Mi profesora de canto decía: “Para cantar, de nada sirve saber hacer si no se sabe dejar de hacer”. Porque para que la voz fluyera, había que dejar de hacer algunas cosas. No tensionarse, no esforzarse por cantar fuerte. La laringe es un tubo con músculos circulares y, al tensionarse, la luz del tubo se estrecha. O sea que cuanto menos esfuerzo hacemos más se relaja y expande la garganta, y más potente y clara sale la voz.
En la carrera de medicina nos enseñaban: “primum non nocere”, “lo primero es no causar daño”, frase que se atribuye a Hipócrates, padre de la medicina, que vivió cuatro siglos antes de Cristo. Es decir que lo primero de una intervención, un tratamiento, un medicamento, antes de pensar en curar, era no causar daño al paciente.

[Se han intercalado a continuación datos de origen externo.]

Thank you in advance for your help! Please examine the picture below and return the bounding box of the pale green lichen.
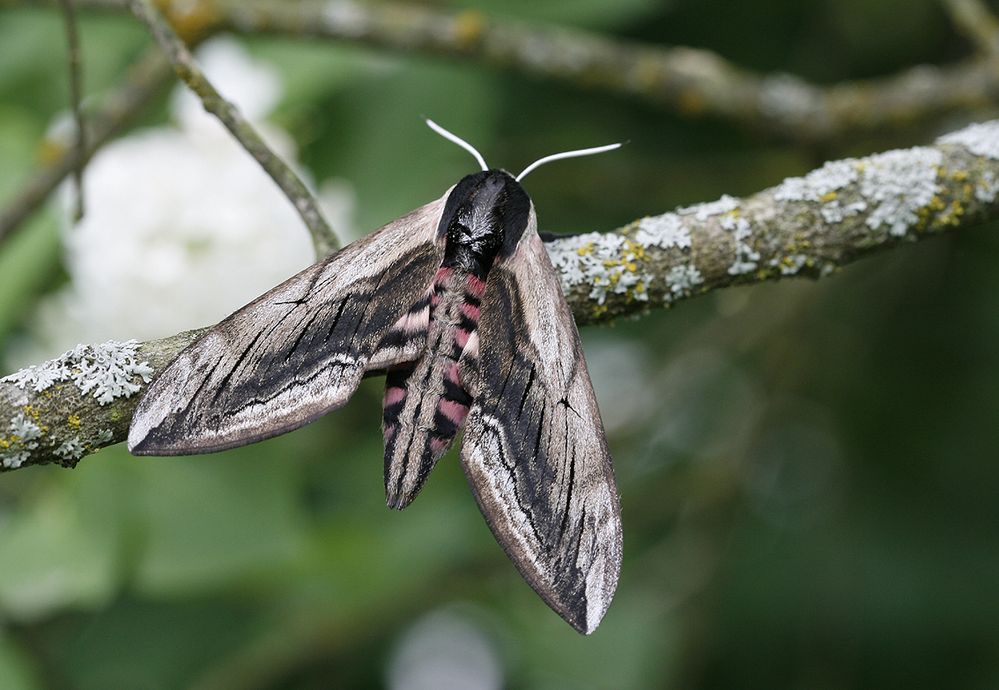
[0,340,153,405]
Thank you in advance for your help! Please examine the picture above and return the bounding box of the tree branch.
[0,0,999,143]
[126,0,340,256]
[0,49,172,244]
[944,0,999,58]
[0,120,999,469]
[59,0,87,222]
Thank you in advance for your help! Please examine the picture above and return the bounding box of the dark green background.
[0,0,999,690]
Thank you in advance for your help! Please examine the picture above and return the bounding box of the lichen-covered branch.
[0,49,173,243]
[0,0,999,143]
[0,120,999,471]
[126,0,339,256]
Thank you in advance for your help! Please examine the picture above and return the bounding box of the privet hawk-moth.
[128,121,621,633]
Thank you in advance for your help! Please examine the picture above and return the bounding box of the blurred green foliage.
[0,0,999,690]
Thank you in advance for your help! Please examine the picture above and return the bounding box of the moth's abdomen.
[382,267,485,508]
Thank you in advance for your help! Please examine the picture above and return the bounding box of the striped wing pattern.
[461,228,621,633]
[128,195,450,455]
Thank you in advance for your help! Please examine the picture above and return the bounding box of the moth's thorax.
[438,170,531,278]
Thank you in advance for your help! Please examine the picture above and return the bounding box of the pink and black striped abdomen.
[382,267,485,508]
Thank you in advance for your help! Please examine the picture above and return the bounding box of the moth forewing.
[461,224,621,633]
[128,194,447,455]
[128,142,621,633]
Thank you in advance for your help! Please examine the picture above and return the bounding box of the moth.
[128,120,621,634]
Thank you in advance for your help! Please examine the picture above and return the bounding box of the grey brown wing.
[128,194,447,455]
[461,227,621,633]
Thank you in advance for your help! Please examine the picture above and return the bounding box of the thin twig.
[944,0,999,58]
[59,0,87,223]
[128,0,340,256]
[0,0,999,144]
[0,49,173,244]
[0,121,999,469]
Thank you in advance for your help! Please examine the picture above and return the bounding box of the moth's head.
[427,120,621,256]
[438,170,534,256]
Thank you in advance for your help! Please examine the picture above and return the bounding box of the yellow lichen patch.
[678,89,704,115]
[454,10,486,48]
[155,0,222,43]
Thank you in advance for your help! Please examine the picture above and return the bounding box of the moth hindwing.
[128,170,621,633]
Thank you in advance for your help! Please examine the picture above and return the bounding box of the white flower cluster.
[860,147,943,237]
[975,170,999,204]
[26,39,354,358]
[0,340,153,405]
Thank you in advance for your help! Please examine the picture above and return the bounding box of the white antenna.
[427,119,489,170]
[516,144,621,182]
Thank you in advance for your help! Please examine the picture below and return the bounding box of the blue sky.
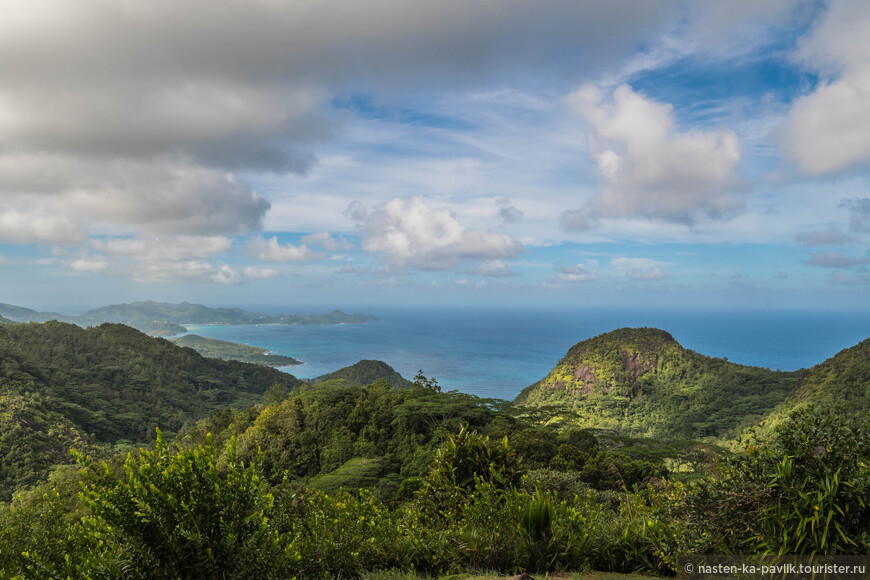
[0,0,870,311]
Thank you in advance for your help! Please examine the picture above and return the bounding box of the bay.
[188,307,870,399]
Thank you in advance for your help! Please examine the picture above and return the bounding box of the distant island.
[169,334,303,367]
[0,300,378,336]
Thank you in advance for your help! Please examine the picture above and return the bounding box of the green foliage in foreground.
[0,411,870,578]
[0,322,300,500]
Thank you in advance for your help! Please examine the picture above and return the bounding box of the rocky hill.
[515,328,799,439]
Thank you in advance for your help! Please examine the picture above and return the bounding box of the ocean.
[188,308,870,399]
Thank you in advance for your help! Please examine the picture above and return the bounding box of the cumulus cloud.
[70,256,109,272]
[86,236,241,284]
[91,236,232,262]
[0,206,87,244]
[566,85,742,223]
[467,260,517,278]
[496,197,525,224]
[828,270,870,286]
[559,209,592,232]
[547,264,598,285]
[247,236,323,262]
[302,232,353,252]
[357,197,523,270]
[795,227,852,246]
[610,258,668,281]
[804,251,870,268]
[0,0,674,243]
[243,266,280,279]
[782,0,870,175]
[845,197,870,233]
[336,264,371,274]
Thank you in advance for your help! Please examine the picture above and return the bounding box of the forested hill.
[515,328,799,439]
[0,300,377,336]
[767,338,870,427]
[311,360,414,389]
[0,322,301,495]
[168,334,302,367]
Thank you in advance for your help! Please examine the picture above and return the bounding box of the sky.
[0,0,870,313]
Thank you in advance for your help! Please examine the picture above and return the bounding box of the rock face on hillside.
[311,360,413,389]
[515,328,798,439]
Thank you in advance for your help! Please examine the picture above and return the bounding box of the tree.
[78,430,280,578]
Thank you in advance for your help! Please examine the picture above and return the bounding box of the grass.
[363,570,655,580]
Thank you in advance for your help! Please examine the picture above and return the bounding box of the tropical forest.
[0,321,870,579]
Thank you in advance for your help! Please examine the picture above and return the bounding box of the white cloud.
[0,0,674,243]
[782,0,870,175]
[302,232,353,252]
[215,264,241,284]
[828,270,870,286]
[566,85,742,223]
[356,197,523,270]
[559,209,592,232]
[468,260,517,278]
[247,236,323,262]
[91,236,232,262]
[844,197,870,233]
[795,227,852,246]
[496,197,525,224]
[0,207,86,244]
[804,251,870,268]
[70,256,109,272]
[610,258,669,281]
[244,266,280,279]
[86,236,240,284]
[336,264,371,274]
[547,263,598,285]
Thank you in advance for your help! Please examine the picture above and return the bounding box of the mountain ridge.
[514,328,801,440]
[0,300,378,336]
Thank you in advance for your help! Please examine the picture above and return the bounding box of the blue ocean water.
[188,308,870,399]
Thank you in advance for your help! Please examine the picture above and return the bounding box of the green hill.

O como decía mi abuelita: “a veces es peor el remedio que la enfermedad”. En medicina se llama iatrogenia el daño que se le causa al paciente involuntariamente.
Y lo mismo que sucede en la medicina ha sido estudiado en la economía, cuando el exceso de intervención del estado causa más daño que beneficios. O en las empresas, cuando un jefe, un líder, intenta ayudar a su gente a ser más eficiente y no les da la oportunidad de encontrar sus propios modos de resolver un desafío.
Hasta nos pasa con los hijos a los que tratamos de ayudar a resolver desde sus tareas de la escuela, hasta sus crisis amorosas de la adolescencia. O cuando damos consejos a otros desde nuestra propia experiencia o prejuicios, sin conocer bien su contexto o sus necesidades, poniendo en riesgo su trabajo, su pareja o su salud. Algunos aconsejadores compulsivos sólo nos marean y confunden con sus categóricas opiniones.
El tema es que estamos acostumbrados a intentar controlar, ordenar, domesticar, la incertidumbre. Para eso tratamos de intervenir en lo que sucede a nuestro alrededor. Y con la mejor intención. Pero a veces no se trata de actuar, sino de dejar de hacer algunas cosas que pueden tener efectos negativos. Quizá sea más lúcido dar la oportunidad a que ciertas situaciones se acomoden con su propia dinámica.
Lo que pasa es que, entusiasmados con la idea del progreso de la humanidad, tenemos la fantasía de que todo mejorará con la intervención humana. Y es cierto que en muchos casos ha sido así, pero con frecuencia dañamos algo que se estaba adaptando a su ritmo y posibilidades. Por eso es importante medir y evaluar las intervenciones. Porque pueden distorsionar, acelerar o retrasar procesos complejos que se resolverían naturalmente.
El economista y escritor Nassim Taleb nos habla del intervencionismo ingenuo. Intervenir sin prestar atención a los daños colaterales. Y eso significa preferir o sentirse obligados a hacer algo antes que a no hacer nada. Y dice que aunque este es un instinto que puede resultar beneficioso en las urgencias de un hospital, resulta perjudicial en aquellos en los que hacen falta la reflexión y el análisis de un experto.
El cuerpo y lo psicológico suelen ser áreas de alta y riesgosa intervención. Y sin duda la educación es uno de los campos altamente intervencionista, dejando poco espacio para explorar y procesar el conocimiento. Sin embargo, en todas las profesiones es necesario intervenir sólo cuando es necesario y asumir el riesgo de hacerlo. Y a veces resistirse al impulso de intervenir, a pesar de que siempre es más valorado contar lo que uno hizo, antes que contar lo que uno dejó de hacer. La acción es más visible que la abstención.
Pero además, en nuestro trato con otras personas, dejar de hacer no es sólo de criterio y prudencia, sino también de respeto y confianza para acompañar la elaboración de los conflictos y decisiones que llevan a la autocuración.
Y, aunque nos cueste aceptarlo, también confiar en que el azar, las oportunidades y otras intervenciones menos sesgadas e ingenuas que las nuestras puedan facilitar mejores resultados.